The makings of a great date night, right? It is if you’re thinking of dried fruit! What else could stir up feelings of giddy anticipation, overwhelming attraction and the urge to devour something whole? (I’ve heard rumor that couples in love sometimes spend time together outside the home, alone, but I’m unfamiliar with that variety of “date.”)
The date is all the sweetness of a raisin with none of the reputation of a prune. Next time you see the shriveled brown lumps in the produce section, snag a container (without automatically making a diaper joke in your head) and make one, or both of these awesome snacks. And if you can’t cook, even better, as these two recipes are idiot proof (which means I can usually make them without setting off a smoke alarm or drawing blood.)
Byron was concerned I would some how accidentally combine all the ingredients and try to serve him dates stuffed with raw bacon and covered with peanut butter. But even when I was totally distracted by Phillip Phillips, I managed to successfully create peanut butter stuffed dates and my favorite party appetizer, almond stuffed dates wrapped in bacon, without an e-coli outbreak.
First, the PB dates. Follow this handy diagram to sweetness.

My grandmother has made these at Christmas for as long as I can remember. When I went gluten-free, I lived on these bad boys for almost two weeks because it was the only food I loved that I could still eat. (Not really, but I was sort of grumpy at the time and if all I wanted was PB dates, Tony just looked the other way when I came home from the store with tubs of dates and peanut butter.)

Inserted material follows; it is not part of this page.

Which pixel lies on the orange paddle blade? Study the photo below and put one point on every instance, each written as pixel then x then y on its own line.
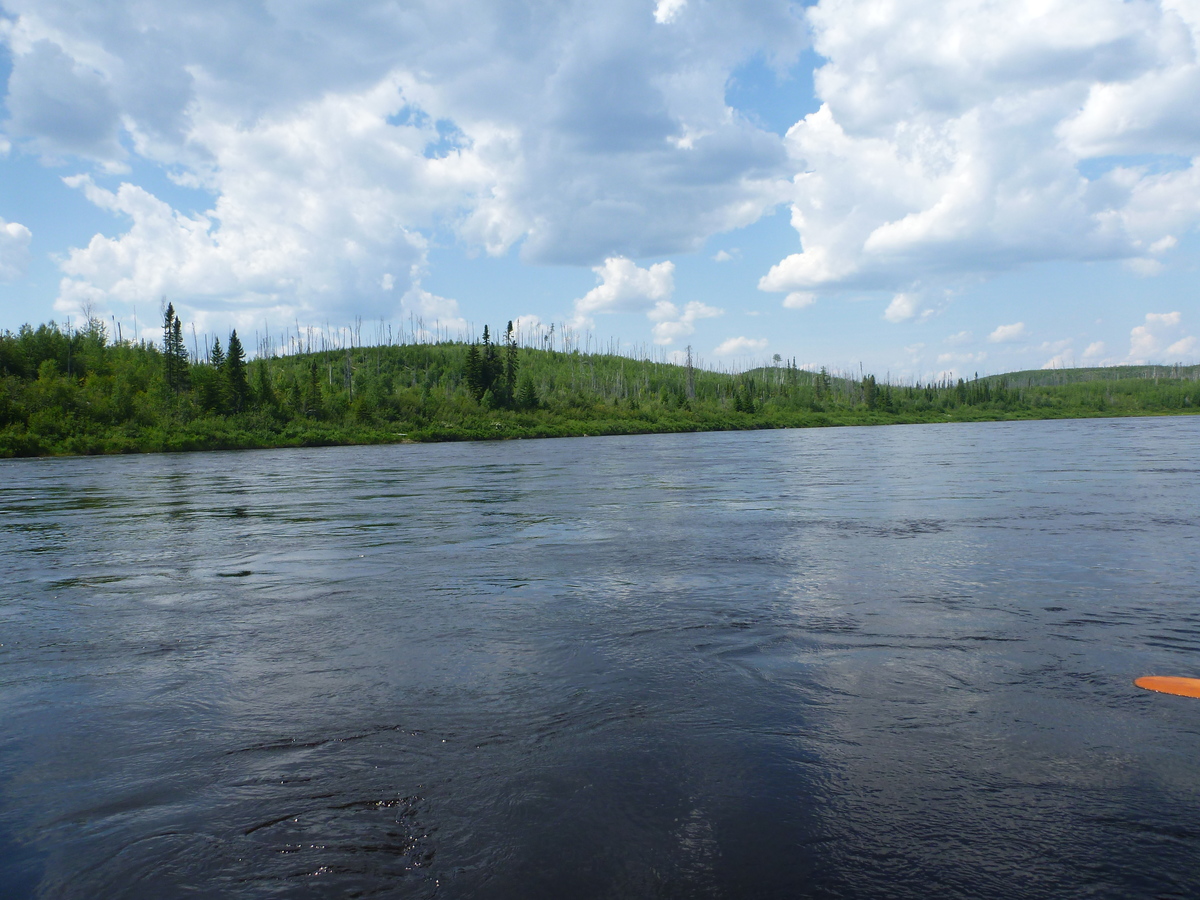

I got the recipe for the bacon dates at Allrecipes.com. I find that the higher quality the bacon, the better the snack. If you take these to a party you will be the center of attention for a full five minutes; after that, the plate will be cleaned. You will get invited to many, many more parties so long as you always, always bring the bacon dates. And don’t you dare show up with a bare, greasy plate, bacon breath and a warm six-pack of Coors. I totally can’t help you there.

And when serving the bacon dates, be sure to yell at your children repeatedly to “Watch out for those toothpicks! They’re not swords!”
Now that I’ve taught you how to be the greatest thing at any upcoming holiday feast or function, go forth and enjoy the fruits of your labor.
The bacon dates sound GOOD! I might just have to try them this Christmas. Or in advance, to check. Does it work if you pit the dates yourself (not sure I’ve come across pitted ones here)
Yes, I have pitted my own dates, and while it’s a bit more work, both varieties turn out fine.
Best party snack ever!
okay. I read this after dealing with one of the high maintenance chronic coughers at three in the am and then couldn’t sleep because I was thinking about them so much …. I have a food problem. I even Googled “date substitute” to try and make them at 3:38 in the am …. Im tempted to go to the store to buy the ingredients rather than to clean the (GROSS) house for my mom who will be visiting today – what area of the grocery store do you find dates? I hate circling the store — which I’ll end up doing anyway but still.
Around here, I always find them at the end of the produce section mixed in with trail mixes and some random spices. I think they come together fast enough that you can shop with circling, create and clean, but you might be too tired afterwards to actually eat them. Good luck!
Those pb dates rolled in sugar are the stuff of my childhood Christmas memories; I love them so! dates + bacon are great also – a restaurant near here stuffs them with chorizo and manchego then wraps in bacon.